Pape Thiaw a montré ses limites, pour manager son équipe, tenir son vestiaire et faire respecter la logique sportive. Même s’il n’est pas le seul responsable de cette déroute, il est le premier sur le banc des accusés.
Dès lors, la question de sa succession se pose.
L’avenir, avec qui ?
D’emblée il faudra voir ce que la Fédération, qui n’est pas le seul à dépenser (soutenu par l’Etat), est en capacité de faire. Pape Thiaw aurait demandé 30 millions, alors que l’instance ne voulait pas dépasser 18 millions. Autant dire que s’il s’agit d’un entraineur local, l’instance fixera les mêmes tarifs, voire même plus bas. Mais un entraineur étranger, ou local qui entraine à l’étranger (un Habib Beye par exemple), peut prétendre à plus de 50 millions.
En matière d’entraineur, l’expertise et la compétence font loi. Le reste n’est que géographie.

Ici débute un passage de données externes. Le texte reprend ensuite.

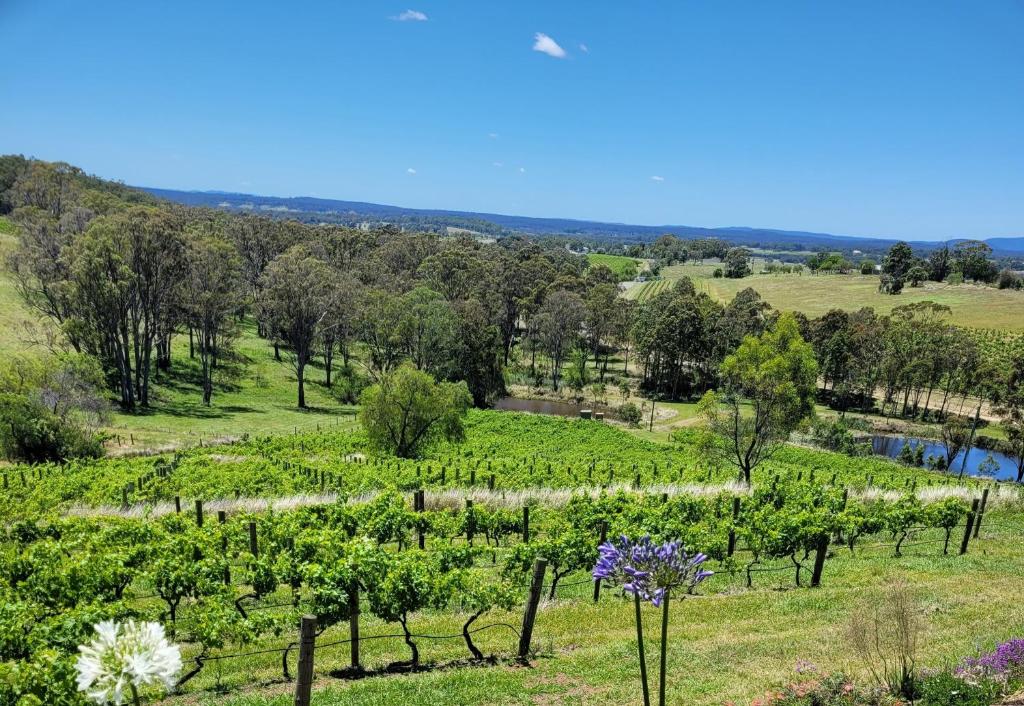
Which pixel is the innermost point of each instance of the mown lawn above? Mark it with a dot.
(971, 305)
(617, 263)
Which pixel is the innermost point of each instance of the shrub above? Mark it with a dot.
(1008, 279)
(945, 689)
(832, 690)
(30, 431)
(630, 414)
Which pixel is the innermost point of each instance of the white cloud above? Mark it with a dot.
(547, 45)
(411, 15)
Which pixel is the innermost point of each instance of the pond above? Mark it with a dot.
(553, 407)
(891, 446)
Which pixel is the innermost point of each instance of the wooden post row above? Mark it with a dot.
(970, 525)
(307, 642)
(529, 615)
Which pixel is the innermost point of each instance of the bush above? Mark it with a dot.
(945, 689)
(29, 431)
(833, 690)
(1008, 279)
(630, 414)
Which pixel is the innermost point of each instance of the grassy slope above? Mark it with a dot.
(257, 398)
(733, 645)
(616, 263)
(972, 305)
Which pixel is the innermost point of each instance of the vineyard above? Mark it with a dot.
(645, 290)
(415, 566)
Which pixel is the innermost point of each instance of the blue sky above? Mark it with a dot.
(867, 118)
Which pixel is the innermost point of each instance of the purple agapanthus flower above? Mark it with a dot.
(649, 570)
(1006, 658)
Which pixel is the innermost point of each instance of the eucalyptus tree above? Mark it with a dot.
(1009, 404)
(210, 296)
(560, 321)
(295, 298)
(768, 386)
(126, 273)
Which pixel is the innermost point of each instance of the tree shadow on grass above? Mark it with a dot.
(423, 667)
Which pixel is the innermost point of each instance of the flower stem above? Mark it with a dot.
(666, 599)
(643, 657)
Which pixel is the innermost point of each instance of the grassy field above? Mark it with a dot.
(731, 646)
(617, 263)
(254, 395)
(971, 305)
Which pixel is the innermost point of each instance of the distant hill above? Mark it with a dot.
(354, 212)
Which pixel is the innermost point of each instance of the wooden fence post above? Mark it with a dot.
(353, 628)
(819, 559)
(970, 525)
(307, 642)
(604, 537)
(732, 528)
(529, 615)
(420, 506)
(981, 512)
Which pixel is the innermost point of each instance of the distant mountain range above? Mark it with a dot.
(354, 212)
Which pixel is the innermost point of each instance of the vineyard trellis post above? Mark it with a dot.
(604, 537)
(732, 528)
(970, 526)
(253, 541)
(304, 676)
(529, 615)
(981, 512)
(353, 627)
(821, 550)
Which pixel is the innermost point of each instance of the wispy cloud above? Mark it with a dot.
(411, 16)
(547, 45)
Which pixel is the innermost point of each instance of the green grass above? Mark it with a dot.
(257, 395)
(971, 305)
(617, 263)
(732, 645)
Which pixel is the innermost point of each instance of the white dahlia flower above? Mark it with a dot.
(124, 658)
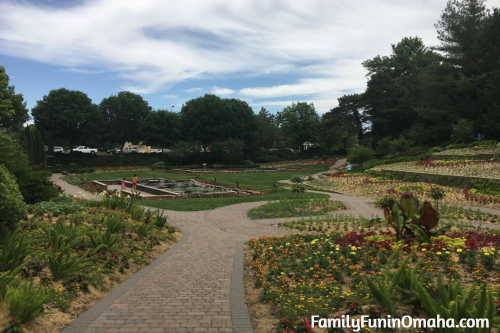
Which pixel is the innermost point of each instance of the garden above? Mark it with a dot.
(400, 265)
(483, 195)
(69, 253)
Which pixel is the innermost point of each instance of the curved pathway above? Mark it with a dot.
(197, 286)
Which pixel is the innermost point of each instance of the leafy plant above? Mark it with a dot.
(143, 229)
(12, 207)
(13, 251)
(458, 301)
(159, 220)
(298, 188)
(7, 278)
(408, 220)
(63, 264)
(61, 236)
(25, 302)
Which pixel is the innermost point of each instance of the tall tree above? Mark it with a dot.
(268, 134)
(125, 114)
(299, 123)
(68, 115)
(209, 118)
(343, 122)
(13, 111)
(394, 91)
(162, 128)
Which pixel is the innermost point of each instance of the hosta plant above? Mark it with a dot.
(409, 220)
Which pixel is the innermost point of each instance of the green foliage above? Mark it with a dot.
(462, 130)
(208, 118)
(144, 230)
(159, 220)
(457, 301)
(62, 206)
(62, 264)
(298, 206)
(34, 186)
(14, 249)
(25, 302)
(359, 155)
(408, 220)
(8, 278)
(298, 188)
(33, 145)
(12, 207)
(300, 122)
(69, 115)
(435, 150)
(62, 236)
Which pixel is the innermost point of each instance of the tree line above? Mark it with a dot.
(418, 96)
(429, 95)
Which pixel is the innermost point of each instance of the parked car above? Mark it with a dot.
(58, 150)
(127, 150)
(114, 150)
(86, 150)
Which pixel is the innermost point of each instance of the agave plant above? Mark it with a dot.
(409, 220)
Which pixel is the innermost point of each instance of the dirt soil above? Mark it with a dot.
(56, 320)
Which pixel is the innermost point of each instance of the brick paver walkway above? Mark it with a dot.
(197, 286)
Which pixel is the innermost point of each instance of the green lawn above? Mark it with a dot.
(141, 174)
(188, 205)
(257, 181)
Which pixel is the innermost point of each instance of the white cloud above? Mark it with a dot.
(222, 91)
(155, 44)
(169, 96)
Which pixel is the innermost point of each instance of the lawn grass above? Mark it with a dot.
(189, 205)
(256, 181)
(302, 205)
(143, 174)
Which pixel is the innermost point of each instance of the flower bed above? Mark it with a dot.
(372, 187)
(327, 274)
(69, 254)
(466, 168)
(301, 206)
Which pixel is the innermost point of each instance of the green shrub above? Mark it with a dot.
(298, 188)
(12, 207)
(435, 150)
(7, 279)
(62, 264)
(34, 186)
(13, 251)
(359, 155)
(25, 302)
(55, 208)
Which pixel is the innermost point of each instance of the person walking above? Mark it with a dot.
(134, 182)
(123, 184)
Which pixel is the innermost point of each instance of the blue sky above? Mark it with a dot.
(268, 53)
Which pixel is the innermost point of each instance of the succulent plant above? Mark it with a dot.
(409, 220)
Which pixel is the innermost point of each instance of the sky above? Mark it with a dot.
(268, 53)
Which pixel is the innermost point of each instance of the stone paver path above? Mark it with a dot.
(197, 286)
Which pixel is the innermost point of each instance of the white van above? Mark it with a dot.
(130, 150)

Des profils pour prendre la succession de Pape Thiaw, il en existe
Lamine Ndiaye vainqueur de la Ligue des champions avec le TP Mazembe en 2010 et vainqueur cette année de la Coupe Caf avec l’Usm Alger.
Malick Daf : Vainqueur de la Can U20 en 2023, Vainqueur du championnat cette année avec Tengueth Fc
D’ailleurs un duo entre ces deux techniciens, pour allier tactique, philosophie de jeu et rigueur défensive serait intéressant à voir.
Herve Renard : a du mal à se retrouver sa gloire d’antan après ses deux Can remportés avec la Zambie (2012) et la Cote d’Ivoire (2015). Reste sur des échecs en Equipe de France féminine, en Arabie Saoudite et n’a pas réalisé de miracles sur les deux matches avec la Tunisie dans ce mondial 2026
Habib Beye a connu de bons débuts au Red Star, mais reste sur deux expériences mitigées à Rennes et Marseille.